The Internet was insensitive to my delicate nature last week.
I’ve been trying to write a bunch of stuff and finish a bunch of things, so in order to do that I have to take frequent Internet breaks where I’ll watch a cocktail of YouTube videos. I’ll search for Lisa Bonet clips, I’ll watch bits of old Barbara Walters specials, I’ll get two episodes into Hoarders, or some other show that everyone’s watching, but I know nothing about because I don’t have cable. It helps to keep my brain thinking, “this is fun. I’m having fun.”
All of this usually keeps my spirits pretty high, but for whatever reason last week kept spitting out videos that made me want to Plath myself. I now find myself asking people stuff like “have you seen that puppy video?” Or texting friends “do you know anything about The Human Centipede?”

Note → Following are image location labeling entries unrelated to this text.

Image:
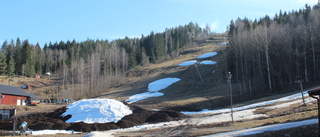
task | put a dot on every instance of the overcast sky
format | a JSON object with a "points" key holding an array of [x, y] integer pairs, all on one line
{"points": [[55, 20]]}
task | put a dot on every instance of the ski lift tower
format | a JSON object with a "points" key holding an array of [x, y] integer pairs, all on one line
{"points": [[315, 93]]}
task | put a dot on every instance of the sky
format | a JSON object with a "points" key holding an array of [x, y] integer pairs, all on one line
{"points": [[42, 21]]}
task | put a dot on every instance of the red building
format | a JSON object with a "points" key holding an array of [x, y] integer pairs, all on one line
{"points": [[10, 95]]}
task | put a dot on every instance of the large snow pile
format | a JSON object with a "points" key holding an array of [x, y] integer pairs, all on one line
{"points": [[96, 111], [153, 89]]}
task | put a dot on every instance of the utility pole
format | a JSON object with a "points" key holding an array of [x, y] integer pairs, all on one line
{"points": [[229, 76], [198, 71], [301, 87]]}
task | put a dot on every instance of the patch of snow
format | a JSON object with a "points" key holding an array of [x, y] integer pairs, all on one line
{"points": [[161, 84], [142, 96], [52, 132], [208, 62], [223, 43], [96, 111], [262, 129], [188, 63], [207, 55], [224, 117], [291, 97], [153, 89], [212, 116]]}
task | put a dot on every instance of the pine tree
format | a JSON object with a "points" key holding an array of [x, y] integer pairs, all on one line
{"points": [[3, 64], [10, 69]]}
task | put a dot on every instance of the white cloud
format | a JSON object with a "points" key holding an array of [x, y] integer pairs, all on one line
{"points": [[214, 26], [310, 2]]}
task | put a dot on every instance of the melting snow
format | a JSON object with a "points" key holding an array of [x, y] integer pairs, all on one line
{"points": [[96, 111], [208, 62], [188, 63], [153, 89], [207, 55]]}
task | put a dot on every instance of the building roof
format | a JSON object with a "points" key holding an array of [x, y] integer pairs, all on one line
{"points": [[6, 89], [33, 96]]}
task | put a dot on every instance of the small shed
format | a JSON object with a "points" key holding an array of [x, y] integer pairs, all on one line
{"points": [[10, 95], [36, 76], [33, 100]]}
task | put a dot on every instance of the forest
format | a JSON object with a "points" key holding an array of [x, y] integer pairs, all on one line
{"points": [[272, 55], [87, 68]]}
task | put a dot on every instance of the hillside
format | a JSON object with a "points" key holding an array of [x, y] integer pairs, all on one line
{"points": [[189, 93]]}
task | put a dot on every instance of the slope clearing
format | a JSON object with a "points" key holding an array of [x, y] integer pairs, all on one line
{"points": [[187, 94]]}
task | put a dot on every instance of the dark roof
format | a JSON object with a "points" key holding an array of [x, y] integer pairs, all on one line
{"points": [[6, 89], [33, 96], [315, 91]]}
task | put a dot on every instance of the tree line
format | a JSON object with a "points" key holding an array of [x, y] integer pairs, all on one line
{"points": [[270, 55], [90, 67]]}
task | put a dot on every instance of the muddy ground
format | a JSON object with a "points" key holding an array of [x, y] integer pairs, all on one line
{"points": [[53, 120]]}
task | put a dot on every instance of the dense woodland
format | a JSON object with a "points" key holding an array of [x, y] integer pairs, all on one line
{"points": [[88, 68], [269, 56]]}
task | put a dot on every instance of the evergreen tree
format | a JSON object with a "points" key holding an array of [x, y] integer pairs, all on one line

I’ll do this out of context. Like I’ll be having a conversation with someone about their graduate school program and then it will just erupt from me. The story I tell the most, the one I can’t stop thinking about, is the puppy video.
Have you seen this? Basically it just shows a teenage girl in a red hoodie, standing by a river (I think it’s in Bosnia or something) with a bucket of newborn puppies next to her. One by one, in a nonchalant way, but with a quickness, like it’s a chore she wants to get over with so she can go to the mall, she plucks puppy after puppy from the bucket and throws them in the river like skipping stones.
Towards the end of the video she even starts going “wheeeee!” Like it’s such fun. Like it’s a normal thing to do. To see these little puppies flying through the air, it’s mentally staining. It’s a brain stain.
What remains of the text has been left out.